No, it's not very complex (see below). I use a stock CentOS install for kickstart, but I do install some packages from the RPMforge repo during the post installation phase. I've been using this package list for years with some minor modifications:
%packages @ admin-tools @ authoring-and-publishing @ base @ base-x @ development-tools @ editors @ emacs @ engineering-and-scientific @ games @ gnome-desktop @ gnome-software-development @ graphical-internet @ graphics @ kde-desktop @ kde-software-development @ legacy-software-development @ office @ printing @ server-cfg @ smb-server @ sound-and-video @ system-tools @ text-internet @ web-server @ x-software-development -dmraid -yum-updatesd boost boost-devel dejagnu ElectricFence foomatic expect minicom mkisofs ncurses-devel openmotif system-config-boot system-config-kickstart system-switch-mail system-switch-mail-gnome vim-X11 wireshark-gnome
I'm not sure what to suggest..if your packages selection is complex try simplifying it. I believe what is going on during that stage is it's calculating all of the dependencies and stuff.

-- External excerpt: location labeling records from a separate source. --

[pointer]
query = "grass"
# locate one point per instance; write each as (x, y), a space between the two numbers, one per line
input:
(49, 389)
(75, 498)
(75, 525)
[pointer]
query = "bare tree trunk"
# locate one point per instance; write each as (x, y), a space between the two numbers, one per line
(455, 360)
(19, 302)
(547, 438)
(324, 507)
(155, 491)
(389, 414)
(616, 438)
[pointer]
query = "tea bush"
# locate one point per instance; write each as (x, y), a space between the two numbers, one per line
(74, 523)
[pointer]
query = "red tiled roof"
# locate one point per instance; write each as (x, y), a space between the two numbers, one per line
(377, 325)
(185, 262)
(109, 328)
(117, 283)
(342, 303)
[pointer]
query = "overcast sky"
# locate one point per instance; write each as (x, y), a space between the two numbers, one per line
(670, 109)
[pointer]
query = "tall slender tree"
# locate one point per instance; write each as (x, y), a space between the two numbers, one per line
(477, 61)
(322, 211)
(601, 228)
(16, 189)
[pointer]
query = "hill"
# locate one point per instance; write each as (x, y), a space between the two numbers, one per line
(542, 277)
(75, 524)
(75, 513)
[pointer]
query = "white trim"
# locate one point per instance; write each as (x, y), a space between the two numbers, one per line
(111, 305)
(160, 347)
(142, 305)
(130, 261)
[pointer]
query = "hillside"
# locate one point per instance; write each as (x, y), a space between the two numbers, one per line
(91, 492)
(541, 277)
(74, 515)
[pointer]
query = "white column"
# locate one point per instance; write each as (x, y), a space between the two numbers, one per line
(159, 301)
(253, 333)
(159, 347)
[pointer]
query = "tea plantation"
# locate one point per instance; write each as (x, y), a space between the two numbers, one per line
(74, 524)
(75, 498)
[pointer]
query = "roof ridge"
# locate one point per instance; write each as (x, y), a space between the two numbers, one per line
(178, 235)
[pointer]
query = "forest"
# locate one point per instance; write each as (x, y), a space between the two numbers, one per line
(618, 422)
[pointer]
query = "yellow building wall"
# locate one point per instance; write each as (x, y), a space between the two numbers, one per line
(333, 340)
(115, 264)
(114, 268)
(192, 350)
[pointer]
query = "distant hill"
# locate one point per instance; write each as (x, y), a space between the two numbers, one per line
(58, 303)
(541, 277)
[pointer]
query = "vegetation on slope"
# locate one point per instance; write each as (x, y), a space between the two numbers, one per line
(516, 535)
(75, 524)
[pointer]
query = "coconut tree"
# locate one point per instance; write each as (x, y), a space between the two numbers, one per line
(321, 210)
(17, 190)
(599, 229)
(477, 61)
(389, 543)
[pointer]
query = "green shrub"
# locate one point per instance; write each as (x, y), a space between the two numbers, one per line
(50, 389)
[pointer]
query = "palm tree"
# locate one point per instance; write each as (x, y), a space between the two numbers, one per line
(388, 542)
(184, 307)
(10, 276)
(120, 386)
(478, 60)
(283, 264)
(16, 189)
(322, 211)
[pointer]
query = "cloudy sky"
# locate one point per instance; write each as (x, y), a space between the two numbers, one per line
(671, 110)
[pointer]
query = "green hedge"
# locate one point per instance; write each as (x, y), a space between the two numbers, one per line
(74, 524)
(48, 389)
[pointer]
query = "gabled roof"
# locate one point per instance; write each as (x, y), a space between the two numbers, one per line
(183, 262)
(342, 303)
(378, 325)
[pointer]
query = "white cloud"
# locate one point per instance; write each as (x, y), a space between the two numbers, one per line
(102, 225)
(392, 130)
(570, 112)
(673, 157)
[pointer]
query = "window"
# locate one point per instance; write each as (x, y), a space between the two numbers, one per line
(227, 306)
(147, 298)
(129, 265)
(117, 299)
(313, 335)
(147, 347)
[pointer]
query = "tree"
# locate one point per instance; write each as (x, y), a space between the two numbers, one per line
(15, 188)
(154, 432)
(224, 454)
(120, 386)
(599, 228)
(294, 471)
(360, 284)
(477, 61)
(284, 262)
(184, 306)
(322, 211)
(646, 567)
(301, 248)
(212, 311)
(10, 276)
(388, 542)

I've tried removing a few things from the package list, but it still hung. Maybe I'll check the list archives for how to do a minimal install and try that, and then manually add all the remaining packages I need to see if that fixes the problem.
Alfred
CentOS mailing list CentOS@centos.org http://lists.centos.org/mailman/listinfo/centos
Hi,
I haven't read all of this thread, but if you are seeing that your installs start but hangs when installing a particular RPM then I have seen this in 5.{1,2,3}. In my particular case I have noticed that it generally seems to be larger RPMS such as the CentOS Openoffice RPMS on machines with a small amount of RAM.
Removing the RPMS that your system gets stuck on can be painful to work out but at the very least I would recommend that you remove any custom RPMS you have created and then the Open Office ones.
Installing these RPMS in the Post-install section seems to work fine.